I've countless tunes, each song has its own unique Song ID. Akin to each Song ID I've some characteristics like song title, artist title, album title, year etc.

Now, I've implemented a mechanism to discover similarity ratio between two tunes. It provides me with something between - 100.

So, I have to show similar music to customers, which cannot be done on the run time. I have to preprocess the similarity values between every single song.

Hence, basically produce a DB with three characteristics,

song1, song2, similarity

I'll be getting n*n records where n is the amount of tunes.

And whenever I wish to fetch the same music, I have to execute this question:

SELECT song2 WHERE song1 = x AND similarity > 80 ORDER BY similarity DESC;

Please suggest something to keep similarly info.

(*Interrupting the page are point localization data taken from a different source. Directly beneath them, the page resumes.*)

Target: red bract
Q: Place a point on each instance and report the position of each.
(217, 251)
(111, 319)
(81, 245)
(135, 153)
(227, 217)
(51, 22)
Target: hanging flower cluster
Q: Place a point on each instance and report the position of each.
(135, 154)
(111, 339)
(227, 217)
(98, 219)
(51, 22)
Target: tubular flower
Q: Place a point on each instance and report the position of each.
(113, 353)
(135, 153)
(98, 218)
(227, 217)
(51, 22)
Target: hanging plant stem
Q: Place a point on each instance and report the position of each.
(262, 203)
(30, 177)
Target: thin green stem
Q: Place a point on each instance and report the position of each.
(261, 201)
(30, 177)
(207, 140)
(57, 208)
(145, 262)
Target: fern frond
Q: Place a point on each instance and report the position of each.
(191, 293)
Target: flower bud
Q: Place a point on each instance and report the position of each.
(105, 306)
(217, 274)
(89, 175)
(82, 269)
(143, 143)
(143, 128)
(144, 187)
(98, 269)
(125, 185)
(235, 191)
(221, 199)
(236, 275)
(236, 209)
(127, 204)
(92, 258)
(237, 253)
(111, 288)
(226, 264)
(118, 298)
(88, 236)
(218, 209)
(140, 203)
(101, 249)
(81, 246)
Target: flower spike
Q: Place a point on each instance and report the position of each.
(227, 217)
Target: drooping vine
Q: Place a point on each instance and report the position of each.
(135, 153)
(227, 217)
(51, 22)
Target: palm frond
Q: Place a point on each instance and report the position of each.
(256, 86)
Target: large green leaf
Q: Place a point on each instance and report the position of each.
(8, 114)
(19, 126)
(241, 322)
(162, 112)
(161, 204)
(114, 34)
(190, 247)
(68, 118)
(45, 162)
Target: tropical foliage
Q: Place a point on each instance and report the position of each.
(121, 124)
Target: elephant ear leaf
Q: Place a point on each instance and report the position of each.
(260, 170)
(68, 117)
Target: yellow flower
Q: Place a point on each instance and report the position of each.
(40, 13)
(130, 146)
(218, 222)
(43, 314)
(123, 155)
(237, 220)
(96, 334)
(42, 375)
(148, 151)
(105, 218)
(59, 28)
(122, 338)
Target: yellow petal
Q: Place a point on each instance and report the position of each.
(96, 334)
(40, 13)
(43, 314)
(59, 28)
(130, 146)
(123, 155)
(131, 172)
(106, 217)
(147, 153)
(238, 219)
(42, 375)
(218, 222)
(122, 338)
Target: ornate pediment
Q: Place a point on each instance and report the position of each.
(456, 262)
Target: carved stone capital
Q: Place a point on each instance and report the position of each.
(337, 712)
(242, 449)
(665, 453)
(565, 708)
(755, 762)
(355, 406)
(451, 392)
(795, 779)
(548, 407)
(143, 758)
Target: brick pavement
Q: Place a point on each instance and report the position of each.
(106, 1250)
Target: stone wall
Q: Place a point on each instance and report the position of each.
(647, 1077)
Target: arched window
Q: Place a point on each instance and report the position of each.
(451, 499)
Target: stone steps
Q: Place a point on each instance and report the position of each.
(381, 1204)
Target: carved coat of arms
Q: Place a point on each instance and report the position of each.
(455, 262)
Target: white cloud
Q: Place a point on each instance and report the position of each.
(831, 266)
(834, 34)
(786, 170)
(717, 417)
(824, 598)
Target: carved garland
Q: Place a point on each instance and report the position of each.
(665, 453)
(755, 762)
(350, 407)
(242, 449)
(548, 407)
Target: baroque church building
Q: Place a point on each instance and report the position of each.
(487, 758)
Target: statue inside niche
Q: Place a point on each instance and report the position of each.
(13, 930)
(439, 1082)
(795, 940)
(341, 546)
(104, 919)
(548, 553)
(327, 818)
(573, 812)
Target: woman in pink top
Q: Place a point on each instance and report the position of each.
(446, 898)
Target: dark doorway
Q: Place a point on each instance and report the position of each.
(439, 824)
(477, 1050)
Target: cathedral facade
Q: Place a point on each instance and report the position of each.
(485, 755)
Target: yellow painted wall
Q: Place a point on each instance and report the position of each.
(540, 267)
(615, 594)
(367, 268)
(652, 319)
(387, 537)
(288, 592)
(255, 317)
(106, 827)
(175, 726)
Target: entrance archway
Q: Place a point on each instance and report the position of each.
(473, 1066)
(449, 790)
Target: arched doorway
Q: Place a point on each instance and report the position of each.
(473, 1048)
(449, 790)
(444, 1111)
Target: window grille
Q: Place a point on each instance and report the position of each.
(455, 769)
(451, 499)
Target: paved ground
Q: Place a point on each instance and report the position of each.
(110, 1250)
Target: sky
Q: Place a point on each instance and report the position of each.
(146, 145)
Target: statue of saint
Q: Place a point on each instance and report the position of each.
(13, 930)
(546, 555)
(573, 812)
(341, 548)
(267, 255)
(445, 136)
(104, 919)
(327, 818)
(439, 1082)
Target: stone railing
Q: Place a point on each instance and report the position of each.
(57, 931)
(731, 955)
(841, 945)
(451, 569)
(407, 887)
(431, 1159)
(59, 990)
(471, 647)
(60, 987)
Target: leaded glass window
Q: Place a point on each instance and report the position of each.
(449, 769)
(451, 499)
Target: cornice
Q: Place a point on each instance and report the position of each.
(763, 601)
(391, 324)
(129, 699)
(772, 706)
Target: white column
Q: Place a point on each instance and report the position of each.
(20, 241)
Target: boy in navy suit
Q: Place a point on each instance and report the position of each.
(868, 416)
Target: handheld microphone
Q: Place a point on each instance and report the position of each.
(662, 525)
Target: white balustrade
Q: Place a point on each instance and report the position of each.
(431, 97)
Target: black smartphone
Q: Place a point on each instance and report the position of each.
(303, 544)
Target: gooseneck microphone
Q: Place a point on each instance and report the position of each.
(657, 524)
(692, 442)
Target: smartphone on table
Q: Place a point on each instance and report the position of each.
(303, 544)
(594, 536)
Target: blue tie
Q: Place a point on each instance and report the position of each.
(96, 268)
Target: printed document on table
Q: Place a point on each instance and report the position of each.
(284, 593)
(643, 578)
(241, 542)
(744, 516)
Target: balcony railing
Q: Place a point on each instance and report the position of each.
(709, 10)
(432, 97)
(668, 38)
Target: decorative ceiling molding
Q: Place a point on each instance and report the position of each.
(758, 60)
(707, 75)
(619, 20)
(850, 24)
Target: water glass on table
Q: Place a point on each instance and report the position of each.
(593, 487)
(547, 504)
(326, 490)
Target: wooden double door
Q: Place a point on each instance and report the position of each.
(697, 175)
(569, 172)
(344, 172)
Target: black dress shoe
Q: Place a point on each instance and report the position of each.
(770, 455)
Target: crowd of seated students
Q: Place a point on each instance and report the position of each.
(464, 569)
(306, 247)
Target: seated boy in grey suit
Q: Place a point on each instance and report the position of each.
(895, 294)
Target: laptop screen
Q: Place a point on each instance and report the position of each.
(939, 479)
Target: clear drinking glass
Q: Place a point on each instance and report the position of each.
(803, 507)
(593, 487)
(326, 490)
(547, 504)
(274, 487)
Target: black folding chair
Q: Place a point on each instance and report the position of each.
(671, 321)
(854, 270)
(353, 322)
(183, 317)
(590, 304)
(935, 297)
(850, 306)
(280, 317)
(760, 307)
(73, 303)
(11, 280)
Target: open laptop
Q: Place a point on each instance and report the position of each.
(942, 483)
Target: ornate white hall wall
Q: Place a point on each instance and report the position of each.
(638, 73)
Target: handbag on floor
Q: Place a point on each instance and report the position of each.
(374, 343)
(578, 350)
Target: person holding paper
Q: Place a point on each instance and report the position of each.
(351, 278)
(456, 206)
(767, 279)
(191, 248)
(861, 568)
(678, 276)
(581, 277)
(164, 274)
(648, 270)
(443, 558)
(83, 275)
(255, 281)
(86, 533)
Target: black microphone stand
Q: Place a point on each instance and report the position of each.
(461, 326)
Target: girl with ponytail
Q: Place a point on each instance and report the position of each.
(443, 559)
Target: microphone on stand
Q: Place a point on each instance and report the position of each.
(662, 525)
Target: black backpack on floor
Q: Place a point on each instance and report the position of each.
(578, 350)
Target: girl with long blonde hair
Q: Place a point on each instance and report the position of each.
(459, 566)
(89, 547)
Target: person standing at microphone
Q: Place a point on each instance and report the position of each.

What you're suggesting works, however, you are able to reduce the amount of rows by storing each pair only one time. Then modifying your query to choose the song id in song1 or song2.

Something similar to:

SELECT if(song1=?,song2,song1) as similar WHERE (song1 = ? or song2 =?) AND similarity > 80 ORDER BY similarity DESC;

It appears needed mass computation energy to keep and access the similarity information. For instance, if you have 2000 tunes processed, but you just have to carry out the similarity evaluate 2000 occasions for the following new song. It might have scalability problem and also the data plan could make the database slow in a small amount of time period.

I suggest that you could find some pattern and tag each song. For instance, you are able to evaluate the tunes for "blues", "rocks", "90's" pattern and provide them tags. If you wish to find similar song according to one song, you can easily query all tags the given tunes have. ex. "ModernInch, "Slow" and "techno"

I believe you would be best evaluating resemblance of a "prototypical" song or classification. Devise a fingerprint mechanism which includes information metadata concerning the song and whatever audio mechanism you utilize to evaluate similarity. Place each song into one (or even more) groups and score the song within that category -- how carefully will it match the prototype for that category while using fingerprint. Note you could have 100s or 1000's of groups, i.e., they are not the normal groups that you simply think about whenever you think about music.

After you have this done, after that you can maintain indexes by category so when finding similar tunes you devise fat loss in line with the category and similarity measures inside the category -- say by providing greater weight towards the category where the song is nearest towards the prototype. Multiply the load through the square from the distinction between the candidate song and also the current song towards the prototype for that category. Sum the weights for that say best three groups with lower values being more similar.

By doing this you only have to store a couple of products of metadata for every song instead of keep relationship between pairs of tunes. When the primary formula runs too gradually, you can keep cached pair-smart data which are more common tunes and default towards the algorithmic comparison whenever a song is not inside your cached data set.